Saturday, March 19th, 2011

With a bright full moon in the sky Dan and I decided to spend the night trying to better understand the society’s 20″ reflector. Getting the best out of it is definitely an art rather than science and the longer you spend with it the better you get to know it’s strange quirks and foibles.

After some time with the Orion nebula I put the webcam on with Televue x2.5 and took some 10fps videos of Saturn. The final one looked the best on the laptop so I stacked 400 of the best frames in Registax and applied a lot of sharpening.

The rings have noticibly opened  since last year and as it climbs higher in the sky it should present a nice target later in the year.

Saturn

Saturn

Sunday, February 21st, 2010

Saturn is back in the evening sky. Having shot some three colour video sequences of Mars on the Celestron 9.25 I switched to Saturn which was just rising out of the murk at about 20 degrees elevation. The rings are just beginning to open out after last year’s edge on aspect and with the planet higher in the sky as it approaches opposition it should be favourable for imaging.

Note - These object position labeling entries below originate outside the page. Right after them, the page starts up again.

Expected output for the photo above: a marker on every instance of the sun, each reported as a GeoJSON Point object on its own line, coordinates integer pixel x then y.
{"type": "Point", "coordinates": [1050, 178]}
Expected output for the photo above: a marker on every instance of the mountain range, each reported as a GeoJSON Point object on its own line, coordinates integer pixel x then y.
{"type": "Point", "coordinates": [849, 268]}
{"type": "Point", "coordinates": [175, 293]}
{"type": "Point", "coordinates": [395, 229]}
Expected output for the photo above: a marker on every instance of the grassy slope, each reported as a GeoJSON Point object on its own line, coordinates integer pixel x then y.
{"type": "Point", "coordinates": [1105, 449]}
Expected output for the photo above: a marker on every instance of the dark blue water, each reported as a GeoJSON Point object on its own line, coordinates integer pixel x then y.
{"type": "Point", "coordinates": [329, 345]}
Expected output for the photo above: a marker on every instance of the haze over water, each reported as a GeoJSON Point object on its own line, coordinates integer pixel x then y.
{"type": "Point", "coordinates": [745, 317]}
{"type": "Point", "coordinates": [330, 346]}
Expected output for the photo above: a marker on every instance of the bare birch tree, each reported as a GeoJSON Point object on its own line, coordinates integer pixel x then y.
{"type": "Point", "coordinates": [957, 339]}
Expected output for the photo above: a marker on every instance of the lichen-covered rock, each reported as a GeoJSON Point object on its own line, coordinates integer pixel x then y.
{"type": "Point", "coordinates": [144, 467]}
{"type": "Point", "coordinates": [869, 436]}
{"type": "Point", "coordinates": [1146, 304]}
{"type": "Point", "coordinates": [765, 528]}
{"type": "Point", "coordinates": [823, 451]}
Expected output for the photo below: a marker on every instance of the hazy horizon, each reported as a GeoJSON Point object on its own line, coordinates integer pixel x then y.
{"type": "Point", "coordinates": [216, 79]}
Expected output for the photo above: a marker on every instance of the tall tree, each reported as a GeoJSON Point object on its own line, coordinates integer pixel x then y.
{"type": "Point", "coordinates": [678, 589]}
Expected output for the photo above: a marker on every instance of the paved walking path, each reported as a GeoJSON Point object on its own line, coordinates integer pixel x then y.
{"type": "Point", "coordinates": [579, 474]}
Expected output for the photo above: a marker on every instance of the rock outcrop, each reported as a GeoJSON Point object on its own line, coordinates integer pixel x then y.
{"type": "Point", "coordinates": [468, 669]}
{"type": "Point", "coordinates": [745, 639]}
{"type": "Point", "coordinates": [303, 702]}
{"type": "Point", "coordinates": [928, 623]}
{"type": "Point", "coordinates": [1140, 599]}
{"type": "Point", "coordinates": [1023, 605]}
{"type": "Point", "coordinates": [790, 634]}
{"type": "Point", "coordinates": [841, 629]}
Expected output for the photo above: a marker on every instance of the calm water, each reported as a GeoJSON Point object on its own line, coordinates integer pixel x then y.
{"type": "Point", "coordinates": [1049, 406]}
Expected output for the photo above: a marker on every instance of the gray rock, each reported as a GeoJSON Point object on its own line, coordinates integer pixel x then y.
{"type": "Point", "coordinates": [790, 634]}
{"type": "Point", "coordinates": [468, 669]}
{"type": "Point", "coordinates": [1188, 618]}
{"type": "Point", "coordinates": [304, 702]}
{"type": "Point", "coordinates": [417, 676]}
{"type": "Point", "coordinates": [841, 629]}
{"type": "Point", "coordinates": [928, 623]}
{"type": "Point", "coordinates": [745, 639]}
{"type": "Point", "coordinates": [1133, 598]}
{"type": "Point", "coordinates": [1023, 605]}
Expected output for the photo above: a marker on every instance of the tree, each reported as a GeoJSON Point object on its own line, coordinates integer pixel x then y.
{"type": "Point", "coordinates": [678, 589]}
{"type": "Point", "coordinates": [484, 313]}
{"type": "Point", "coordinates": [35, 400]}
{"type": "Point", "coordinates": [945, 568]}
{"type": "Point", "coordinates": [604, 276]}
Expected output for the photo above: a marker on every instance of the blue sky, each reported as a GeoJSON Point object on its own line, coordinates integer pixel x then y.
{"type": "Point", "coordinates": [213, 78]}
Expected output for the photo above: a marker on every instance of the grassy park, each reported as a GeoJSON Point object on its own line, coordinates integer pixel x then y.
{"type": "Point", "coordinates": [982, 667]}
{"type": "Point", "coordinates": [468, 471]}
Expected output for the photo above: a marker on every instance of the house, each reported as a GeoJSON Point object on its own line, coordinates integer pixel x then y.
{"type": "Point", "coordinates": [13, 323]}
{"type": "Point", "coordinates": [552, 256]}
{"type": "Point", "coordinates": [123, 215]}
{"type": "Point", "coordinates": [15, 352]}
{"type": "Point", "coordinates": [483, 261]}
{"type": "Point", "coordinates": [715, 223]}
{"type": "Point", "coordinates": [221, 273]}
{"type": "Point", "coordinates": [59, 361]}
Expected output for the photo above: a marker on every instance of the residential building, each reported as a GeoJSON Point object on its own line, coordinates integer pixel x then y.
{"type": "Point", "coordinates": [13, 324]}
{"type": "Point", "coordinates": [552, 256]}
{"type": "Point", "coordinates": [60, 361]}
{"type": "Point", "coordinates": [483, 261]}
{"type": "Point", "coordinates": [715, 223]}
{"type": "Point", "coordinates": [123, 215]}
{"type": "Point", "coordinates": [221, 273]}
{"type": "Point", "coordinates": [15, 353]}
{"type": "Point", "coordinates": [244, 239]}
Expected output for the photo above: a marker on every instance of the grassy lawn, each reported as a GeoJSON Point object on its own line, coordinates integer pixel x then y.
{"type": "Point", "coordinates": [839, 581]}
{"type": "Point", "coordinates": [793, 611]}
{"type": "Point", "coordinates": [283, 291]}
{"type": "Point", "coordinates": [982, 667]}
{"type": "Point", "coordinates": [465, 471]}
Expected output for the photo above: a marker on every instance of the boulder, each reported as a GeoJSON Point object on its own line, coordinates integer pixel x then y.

1500 frames each of red, green and blue video were stacked and combined for this image.

Saturn

Saturn

Thursday, June 4th, 2009

Whilst waiting for the sky to darken enough to image M13, I put the webcam on the 9.25 and took a 3 minute video of Saturn against the twilight sky.

I converted the avi file into individual bitmaps using VirtualDub and the then centred the planet in the frame, cropped the image and carried out an initial quality assessment all in one step using Ninox (previously called PPMcentre). Having ordered the frames by quality it is then easy to delete the ones worst affected by atmospheric conditions.

Using Registax, I then stacked the best 300 frames and sharpened the result which is here:

Saturn

The rings have opened up slightly from their edge-on appearance earlier this year.

Saturn’s Moons

Sunday, May 4th, 2008

After the regular Tuesday meeting of the Imaging Group was somewhat washed out the next clear opportunity was Thursday. This composite picture shows Saturn with 5 of it’s moons at 2100 GMT 1-5-2008.

There’s some photoshop trickery here to replace the very overexposed planet with a correctly exposed one.

From the left, the moons are; Titan, Iapetus (very faint), Rhea, Tethys and Dione.